Она остановилась точно перед Любой, встав на обрубок шеи и повернув мертвое, обваленное в чем-то коричневым, лицо прямо на маленькую женщину.
Теперь Люба заорала. Горло продрало до крови, но она орала пока у нее не кончался воздух. Но и тогда, набрав воздуха, она орала вновь и вновь.
12;14 – 12:21
Я замер в неудобной позиции.
Нечто острое иглой впилось в сонную артерию, не давая возможности повернуть головы.
– Ты кто? – спросили меня и я честно признался, что я это я – Коля Авдотьев. Обладатель иглы сказал, что я вру. Я вру? Этот человек плохо знает Николая Авдотьева, если предположил, что я могу врать. Я так ему и объяснил. У меня просто не было выбора, я попался и был, фигурально выражаясь, на крючке. Мне пришлось признаться перед незнакомцем.
К моему удивлению стоило мне закончить объяснения как нечто острое что кусало меня в шею убралось и это было для меня сигналом к тому, что я могу повернуться. Я так и сделал.
Таясь за станком ЧПУ на меня смотрел бледный израненный юноша, выпачканный кровью. В одной руке он держал маленькое сверло по дереву с острым кончиком, им-то он и колол меня в шею как иголкой.

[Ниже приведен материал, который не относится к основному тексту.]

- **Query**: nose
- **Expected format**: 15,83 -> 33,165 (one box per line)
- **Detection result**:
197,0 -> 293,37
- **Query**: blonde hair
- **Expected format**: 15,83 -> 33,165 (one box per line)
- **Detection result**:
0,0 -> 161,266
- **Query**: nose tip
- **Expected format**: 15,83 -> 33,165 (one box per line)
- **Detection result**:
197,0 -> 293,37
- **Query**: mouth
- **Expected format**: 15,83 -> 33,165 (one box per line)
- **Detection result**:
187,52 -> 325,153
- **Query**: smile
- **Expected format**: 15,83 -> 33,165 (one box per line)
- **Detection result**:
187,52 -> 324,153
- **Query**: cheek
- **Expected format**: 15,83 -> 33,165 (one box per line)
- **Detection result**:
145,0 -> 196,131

Не спуская с меня подозрительный взгляд синих глаз, другой рукой он поднес ко рту вареное куриное яйцо и надкусил половину. Запахло вареным желтком.
– Жрать захотелось, – признался он. – А я, знаешь-ли, иногда куриные ооциты варю в чайнике, а в их цитоплазме содержиться совокупность питательных веществ. Этот ооцит я еще два дня назад забыл достать, хорошо сварился.
– Лева? – спросил я, всматриваясь в молодого человека. – Лева Нилепин? Ты ли? Ты чего тут?
Молодой человек не ответил, он откусывал от яйца кусок за куском, пока, наконец не проглотил его до конца. Только после этого он убрал сверло в коробочку с другими сверлами из комплекта, используемого для станка. Движения его отдавались болью, отчетливо видимой на лице. Нилепин морщился и кряхтел.
– Спрячься сюда, – приказал он Авдотьеву и подвинулся чтобы я смог пристроится рядом. – В цеху опасно. Сел? Удобно? А теперь рассказывай, старик.
– Чего говорить-то?
– Не придуряйся. Мы тебя осенью похоронили, – Нилепин дотянулся до чайника и запил вареное яйцо прямо из носика, его кадык ходил вверх-вниз, вода струилась по подбородку. Потом он долго морщился и держался за живот. Чайник с грохотом упал. – Где ты был, Коля?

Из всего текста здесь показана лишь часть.